Riset tersebut menjadi bagian dari proses kreatif Swara SeadaNya yang tergabung dalam Komoenitas Makara. Hasil kajian nantinya akan diwujudkan dalam pertunjukan yang memadukan musikalisasi puisi, musik etnik, serta tari tradisional dengan mengangkat nilai-nilai budaya Nusantara.
Rombongan riset dipimpin oleh Dr. Turita Indah Setyani, pakar Kebudayaan Jawa dari Fakultas Ilmu Pengetahuan Budaya Universitas Indonesia (FIB UI), bersama Manajer Swara SeadaNya Ayie Suminar. Turut bergabung dalam perjalanan tersebut Asep Rachman Muchlas, Gunawan Wicaksono, Theressa Rida, Indonesiana Ayuningtyas, Abrar Husin, Sano Rizal, Wulan Fitria, dan Bergas Wicaksono.
Sementara itu, salah satu anggota tim, Dr. Ari Prasetiyo, dipastikan tidak dapat mengikuti kegiatan karena masih menjalankan tugas akademik sebagai dosen di Jakarta.

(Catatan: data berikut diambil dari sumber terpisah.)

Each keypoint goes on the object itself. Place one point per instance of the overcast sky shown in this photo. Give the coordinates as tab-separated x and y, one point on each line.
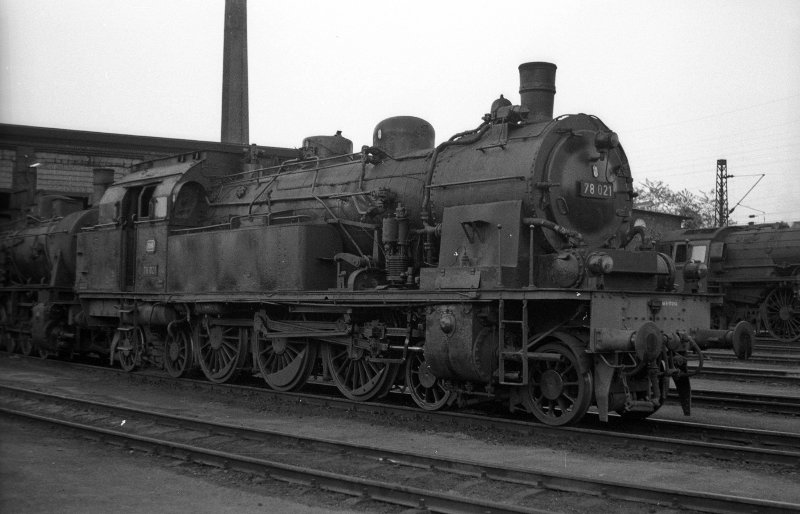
683	83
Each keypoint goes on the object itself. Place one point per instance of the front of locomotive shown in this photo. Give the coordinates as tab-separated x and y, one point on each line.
553	221
639	331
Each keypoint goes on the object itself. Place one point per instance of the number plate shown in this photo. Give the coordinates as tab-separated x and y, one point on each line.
596	189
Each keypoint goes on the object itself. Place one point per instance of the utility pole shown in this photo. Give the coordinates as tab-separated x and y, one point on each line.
721	194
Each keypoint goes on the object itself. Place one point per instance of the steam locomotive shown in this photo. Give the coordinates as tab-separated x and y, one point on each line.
755	267
491	266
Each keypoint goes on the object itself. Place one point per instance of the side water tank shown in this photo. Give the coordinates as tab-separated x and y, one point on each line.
403	135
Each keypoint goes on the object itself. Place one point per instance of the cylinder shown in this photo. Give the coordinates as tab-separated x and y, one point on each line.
537	89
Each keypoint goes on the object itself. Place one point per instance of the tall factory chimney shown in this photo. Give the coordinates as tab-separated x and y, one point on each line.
235	107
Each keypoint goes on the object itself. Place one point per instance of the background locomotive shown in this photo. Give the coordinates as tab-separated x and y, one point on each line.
490	266
755	267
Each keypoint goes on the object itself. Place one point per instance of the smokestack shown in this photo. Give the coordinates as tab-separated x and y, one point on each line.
101	179
235	107
537	89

Selama berada di Yogyakarta dan Jawa Tengah, tim dijadwalkan mengunjungi sejumlah lokasi penting yang menyimpan koleksi naskah kuno, termasuk Perpustakaan Pakualaman Yogyakarta. Selain itu, mereka juga akan berdiskusi dengan sejumlah pakar budaya dan filolog untuk memperdalam pemahaman mengenai kandungan nilai dalam Kakawin Sutasoma.
Promotor Swara SeadaNya sekaligus pakar Kebudayaan Jawa FIB UI, Dr. Turita Indah Setyani, menjelaskan bahwa perjalanan ini tidak sekadar menjadi kegiatan penelitian, tetapi juga bagian dari proses penciptaan karya yang menghubungkan warisan sastra Nusantara dengan ekspresi seni pertunjukan masa kini.
"Perjalanan ini merupakan jalinan menyatukan penelitian naskah Kakawin Sutasoma sebagai dasar pendalaman penciptaan karya dan penyaluran kreativitas musik etnik baru berbasis puisi dan tarian Nusantara dengan pengalaman estetis dan spiritualitas dalam rangka Program Layanan Produksi Media untuk Penciptaan Karya Kreatif Inovatif dalam lingkup Program Pemanfaatan Hasil Kelola Dana Abadi Kebudayaan 2025 atau Dana Indonesiana," ujar Turita.
Senada dengan itu, Manajer Swara SeadaNya, Ayie Suminar, menilai Kakawin Sutasoma memiliki relevansi yang sangat kuat dengan berbagai isu global saat ini.
Menurut Ayie, naskah kuno karya Mpu Tantular tersebut bukan hanya dikenal sebagai sumber lahirnya semboyan Bhinneka Tunggal Ika, tetapi juga mengandung nilai-nilai keberlanjutan yang tetap relevan hingga sekarang.
"Kami melihat bahwa Kakawin Sutasoma bukan hanya sumber lahirnya Bhinneka Tunggal Ika, tetapi juga dapat dibaca sebagai 'Naskah Sustainability Nusantara' yang memuat nilai-nilai Environmental, Social, and Governance (ESG), jauh sebelum istilah tersebut dikenal dunia modern," kata Ayie.
Melalui riset ini, Swara SeadaNya berharap mampu menghadirkan karya yang tidak hanya bernilai artistik, tetapi juga menjadi media edukasi untuk memperkenalkan kembali kekayaan naskah Nusantara kepada masyarakat luas. Program tersebut merupakan bagian dari Program Pemanfaatan Hasil Kelola Dana Abadi Kebudayaan (Dana Indonesiana) yang mendukung lahirnya karya-karya kreatif berbasis warisan budaya Indonesia.